Unknown Malicious Code Detection - Practical Issues

The recent growth in Internet usage has motivated the creation of new malicious code for various purposes, including information warfare. Today's signature-based anti-viruses can detect accurately known malicious code but are very limited in detecting new malicious code. New malicious codes are being created every day, and their number is expected to increase in the coming years. Recently, machine learning methods, such as classification algorithms, were used successfully for the detection of unknown malicious code. These studies were based on a test collection with a limited size of less than 3,000 files, and the proportions of malicious and benign files in both the training and test sets were identical. These test collections do not correspond to real life conditions, in which the percentage of malicious files is significantly lower than that of the benign files. In this study we present a methodology for the detection of unknown malicious code. The executable binary code is represented by n-grams. We performed an extensive evaluation using a test collection of more than 30,000 files, in which we investigated the imbalance problem.
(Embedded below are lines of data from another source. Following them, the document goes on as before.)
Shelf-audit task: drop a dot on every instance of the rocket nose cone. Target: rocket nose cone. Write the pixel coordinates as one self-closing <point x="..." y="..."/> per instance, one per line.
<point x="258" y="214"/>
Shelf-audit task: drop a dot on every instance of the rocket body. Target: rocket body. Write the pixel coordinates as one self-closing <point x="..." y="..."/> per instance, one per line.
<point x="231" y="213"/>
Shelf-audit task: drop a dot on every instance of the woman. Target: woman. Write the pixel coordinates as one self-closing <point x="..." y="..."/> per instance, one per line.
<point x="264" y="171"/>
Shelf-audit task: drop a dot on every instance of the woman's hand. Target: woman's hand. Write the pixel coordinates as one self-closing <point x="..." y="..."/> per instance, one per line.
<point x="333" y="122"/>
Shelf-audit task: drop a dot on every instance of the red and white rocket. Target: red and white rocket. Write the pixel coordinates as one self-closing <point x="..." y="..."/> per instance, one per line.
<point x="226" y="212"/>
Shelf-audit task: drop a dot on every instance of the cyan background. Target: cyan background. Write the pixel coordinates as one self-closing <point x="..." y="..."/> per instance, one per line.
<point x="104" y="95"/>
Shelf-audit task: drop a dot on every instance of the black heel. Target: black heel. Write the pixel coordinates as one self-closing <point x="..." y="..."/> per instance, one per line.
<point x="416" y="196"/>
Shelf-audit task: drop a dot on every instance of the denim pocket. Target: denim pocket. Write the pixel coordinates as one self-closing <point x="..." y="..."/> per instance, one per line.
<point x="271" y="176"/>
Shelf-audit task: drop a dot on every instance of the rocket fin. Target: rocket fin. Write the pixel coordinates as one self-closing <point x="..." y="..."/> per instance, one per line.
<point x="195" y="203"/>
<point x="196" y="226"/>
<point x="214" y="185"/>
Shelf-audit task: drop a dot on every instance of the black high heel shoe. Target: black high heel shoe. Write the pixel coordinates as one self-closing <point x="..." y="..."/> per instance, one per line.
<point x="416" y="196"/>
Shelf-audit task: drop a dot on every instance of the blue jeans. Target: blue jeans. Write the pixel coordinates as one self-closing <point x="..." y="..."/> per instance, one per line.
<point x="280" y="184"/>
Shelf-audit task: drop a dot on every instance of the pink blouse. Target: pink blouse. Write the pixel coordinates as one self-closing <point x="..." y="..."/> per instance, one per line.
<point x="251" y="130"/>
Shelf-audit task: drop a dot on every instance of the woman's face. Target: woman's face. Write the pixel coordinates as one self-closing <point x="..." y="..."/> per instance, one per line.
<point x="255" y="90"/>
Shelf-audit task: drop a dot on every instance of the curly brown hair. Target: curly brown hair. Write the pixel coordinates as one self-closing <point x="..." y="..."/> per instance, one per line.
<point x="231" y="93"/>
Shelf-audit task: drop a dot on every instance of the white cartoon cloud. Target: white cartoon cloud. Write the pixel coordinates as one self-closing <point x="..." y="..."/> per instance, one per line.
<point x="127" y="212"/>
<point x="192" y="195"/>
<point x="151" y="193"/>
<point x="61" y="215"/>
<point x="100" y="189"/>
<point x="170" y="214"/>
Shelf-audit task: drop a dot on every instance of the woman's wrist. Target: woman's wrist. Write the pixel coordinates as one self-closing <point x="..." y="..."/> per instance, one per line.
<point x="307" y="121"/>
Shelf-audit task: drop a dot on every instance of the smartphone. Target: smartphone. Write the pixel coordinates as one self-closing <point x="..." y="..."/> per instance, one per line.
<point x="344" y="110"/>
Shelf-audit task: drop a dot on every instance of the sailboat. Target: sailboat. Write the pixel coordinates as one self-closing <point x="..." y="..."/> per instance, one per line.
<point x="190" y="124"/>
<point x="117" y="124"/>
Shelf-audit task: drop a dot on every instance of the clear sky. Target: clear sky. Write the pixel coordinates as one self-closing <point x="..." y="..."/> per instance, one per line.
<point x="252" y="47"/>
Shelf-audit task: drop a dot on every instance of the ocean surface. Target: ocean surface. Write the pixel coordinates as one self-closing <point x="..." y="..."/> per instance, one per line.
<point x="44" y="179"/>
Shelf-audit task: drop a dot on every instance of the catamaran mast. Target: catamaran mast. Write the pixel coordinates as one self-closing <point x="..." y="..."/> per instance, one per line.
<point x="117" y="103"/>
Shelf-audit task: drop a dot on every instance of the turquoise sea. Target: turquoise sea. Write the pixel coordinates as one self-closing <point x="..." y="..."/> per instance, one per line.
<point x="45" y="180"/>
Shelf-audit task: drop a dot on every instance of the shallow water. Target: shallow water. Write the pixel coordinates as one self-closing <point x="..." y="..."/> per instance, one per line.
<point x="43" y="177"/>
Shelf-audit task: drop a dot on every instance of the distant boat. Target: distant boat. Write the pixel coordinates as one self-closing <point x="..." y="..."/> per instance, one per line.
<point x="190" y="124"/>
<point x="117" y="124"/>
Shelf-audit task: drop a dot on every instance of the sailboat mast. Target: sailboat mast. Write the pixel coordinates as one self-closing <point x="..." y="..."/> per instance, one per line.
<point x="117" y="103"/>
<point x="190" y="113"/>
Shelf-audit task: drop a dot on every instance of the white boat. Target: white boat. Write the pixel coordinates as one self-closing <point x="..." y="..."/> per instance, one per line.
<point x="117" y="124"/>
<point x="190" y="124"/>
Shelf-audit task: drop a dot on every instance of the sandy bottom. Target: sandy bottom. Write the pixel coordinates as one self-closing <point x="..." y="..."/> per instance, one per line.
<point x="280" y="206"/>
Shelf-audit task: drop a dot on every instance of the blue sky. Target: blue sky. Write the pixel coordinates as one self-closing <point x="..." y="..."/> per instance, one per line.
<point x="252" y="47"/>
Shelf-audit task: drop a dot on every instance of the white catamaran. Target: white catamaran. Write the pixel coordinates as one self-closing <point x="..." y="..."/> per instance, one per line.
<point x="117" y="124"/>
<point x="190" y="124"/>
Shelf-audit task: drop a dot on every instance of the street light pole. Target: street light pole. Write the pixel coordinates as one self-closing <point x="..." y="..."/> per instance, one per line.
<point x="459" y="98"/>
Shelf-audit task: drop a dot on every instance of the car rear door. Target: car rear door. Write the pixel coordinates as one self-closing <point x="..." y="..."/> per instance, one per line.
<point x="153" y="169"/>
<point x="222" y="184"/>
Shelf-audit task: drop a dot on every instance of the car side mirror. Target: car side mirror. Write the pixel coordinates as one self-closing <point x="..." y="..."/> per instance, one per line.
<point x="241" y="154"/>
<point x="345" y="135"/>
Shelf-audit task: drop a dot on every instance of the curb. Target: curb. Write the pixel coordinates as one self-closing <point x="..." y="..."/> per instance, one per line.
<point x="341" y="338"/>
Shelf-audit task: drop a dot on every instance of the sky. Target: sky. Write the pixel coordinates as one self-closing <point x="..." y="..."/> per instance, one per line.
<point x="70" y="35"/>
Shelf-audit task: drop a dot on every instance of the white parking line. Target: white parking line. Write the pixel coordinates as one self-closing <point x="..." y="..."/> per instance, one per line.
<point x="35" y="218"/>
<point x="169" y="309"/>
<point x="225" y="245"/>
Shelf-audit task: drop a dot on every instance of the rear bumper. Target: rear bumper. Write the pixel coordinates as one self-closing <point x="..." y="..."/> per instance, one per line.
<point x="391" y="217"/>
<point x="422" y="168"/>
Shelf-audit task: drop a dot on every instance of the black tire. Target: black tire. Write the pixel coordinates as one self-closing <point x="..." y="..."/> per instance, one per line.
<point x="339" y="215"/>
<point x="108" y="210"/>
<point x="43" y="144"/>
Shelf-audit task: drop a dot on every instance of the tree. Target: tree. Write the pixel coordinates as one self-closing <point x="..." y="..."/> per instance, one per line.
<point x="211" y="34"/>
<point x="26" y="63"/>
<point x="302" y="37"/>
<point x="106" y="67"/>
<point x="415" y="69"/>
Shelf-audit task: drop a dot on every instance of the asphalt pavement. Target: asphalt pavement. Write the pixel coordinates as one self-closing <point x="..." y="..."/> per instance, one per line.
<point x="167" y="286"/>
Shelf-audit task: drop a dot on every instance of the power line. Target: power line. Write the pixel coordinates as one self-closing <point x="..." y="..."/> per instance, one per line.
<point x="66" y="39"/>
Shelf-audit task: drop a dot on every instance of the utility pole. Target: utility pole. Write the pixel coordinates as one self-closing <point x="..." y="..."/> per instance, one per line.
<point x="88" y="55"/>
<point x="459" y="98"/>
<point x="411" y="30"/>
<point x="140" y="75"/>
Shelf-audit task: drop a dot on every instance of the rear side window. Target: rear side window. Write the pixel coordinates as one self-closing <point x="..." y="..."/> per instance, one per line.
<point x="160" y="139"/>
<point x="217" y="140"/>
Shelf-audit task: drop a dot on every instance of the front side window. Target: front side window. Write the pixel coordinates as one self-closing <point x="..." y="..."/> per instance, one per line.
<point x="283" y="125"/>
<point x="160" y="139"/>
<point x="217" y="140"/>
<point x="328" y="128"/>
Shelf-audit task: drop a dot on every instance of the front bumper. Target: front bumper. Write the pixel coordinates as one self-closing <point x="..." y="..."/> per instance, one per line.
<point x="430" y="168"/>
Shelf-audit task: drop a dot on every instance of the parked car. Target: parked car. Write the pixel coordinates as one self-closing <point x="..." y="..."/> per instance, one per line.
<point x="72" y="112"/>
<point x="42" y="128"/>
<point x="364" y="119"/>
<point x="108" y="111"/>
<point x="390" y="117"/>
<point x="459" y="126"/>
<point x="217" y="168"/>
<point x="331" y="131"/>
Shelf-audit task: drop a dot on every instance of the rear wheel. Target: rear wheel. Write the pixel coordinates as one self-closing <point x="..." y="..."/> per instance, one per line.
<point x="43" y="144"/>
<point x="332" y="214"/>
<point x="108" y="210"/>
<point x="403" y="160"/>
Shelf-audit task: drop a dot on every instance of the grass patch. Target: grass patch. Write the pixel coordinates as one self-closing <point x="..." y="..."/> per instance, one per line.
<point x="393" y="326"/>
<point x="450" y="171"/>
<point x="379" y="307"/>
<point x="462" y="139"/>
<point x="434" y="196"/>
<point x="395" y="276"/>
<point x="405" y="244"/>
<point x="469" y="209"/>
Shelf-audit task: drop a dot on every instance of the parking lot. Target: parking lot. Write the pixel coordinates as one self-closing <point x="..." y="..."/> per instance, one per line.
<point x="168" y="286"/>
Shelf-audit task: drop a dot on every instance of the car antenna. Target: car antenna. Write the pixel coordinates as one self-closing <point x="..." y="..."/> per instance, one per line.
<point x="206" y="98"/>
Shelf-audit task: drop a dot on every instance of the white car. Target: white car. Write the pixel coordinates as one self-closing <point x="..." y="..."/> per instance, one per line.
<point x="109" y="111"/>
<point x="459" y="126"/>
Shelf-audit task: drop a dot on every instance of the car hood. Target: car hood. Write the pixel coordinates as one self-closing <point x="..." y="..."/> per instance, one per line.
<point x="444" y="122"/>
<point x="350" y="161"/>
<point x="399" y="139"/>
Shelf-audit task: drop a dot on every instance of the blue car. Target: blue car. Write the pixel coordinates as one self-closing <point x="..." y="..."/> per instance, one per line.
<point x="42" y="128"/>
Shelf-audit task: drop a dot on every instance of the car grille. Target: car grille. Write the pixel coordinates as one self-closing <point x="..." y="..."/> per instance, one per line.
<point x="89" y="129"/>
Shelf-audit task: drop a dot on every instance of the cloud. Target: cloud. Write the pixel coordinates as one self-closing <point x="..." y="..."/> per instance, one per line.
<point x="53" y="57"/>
Five levels of Malicious Files Percentage (MFP) in the training set (16.7, 33.4, 50, 66.7 and 83.4%) were used to train classifiers. 17 levels of MFP (5, 7.5, 10, 12.5, 15, 20, 30, 40, 50, 60, 70, 80, 85, 87.5, 90, 92.5 and 95%) were set in the test set to represent various benign/malicious files ratio during the detection. Our evaluation results suggest that varying classification algorithms react differently to the various benign/malicious files ratio. For 10% MFP in the test set, representing real life conditions, in general the highest performance achieved for the use of less than 33.3% MFP in the training set, and in specific classifiers was above 95% of accuracy was achieved. Additionally we present a chronological evaluation, in which the dataset from 2000 to 2007 was divided to training sets and tests sets. Evaluation results show that an update in the training set is needed.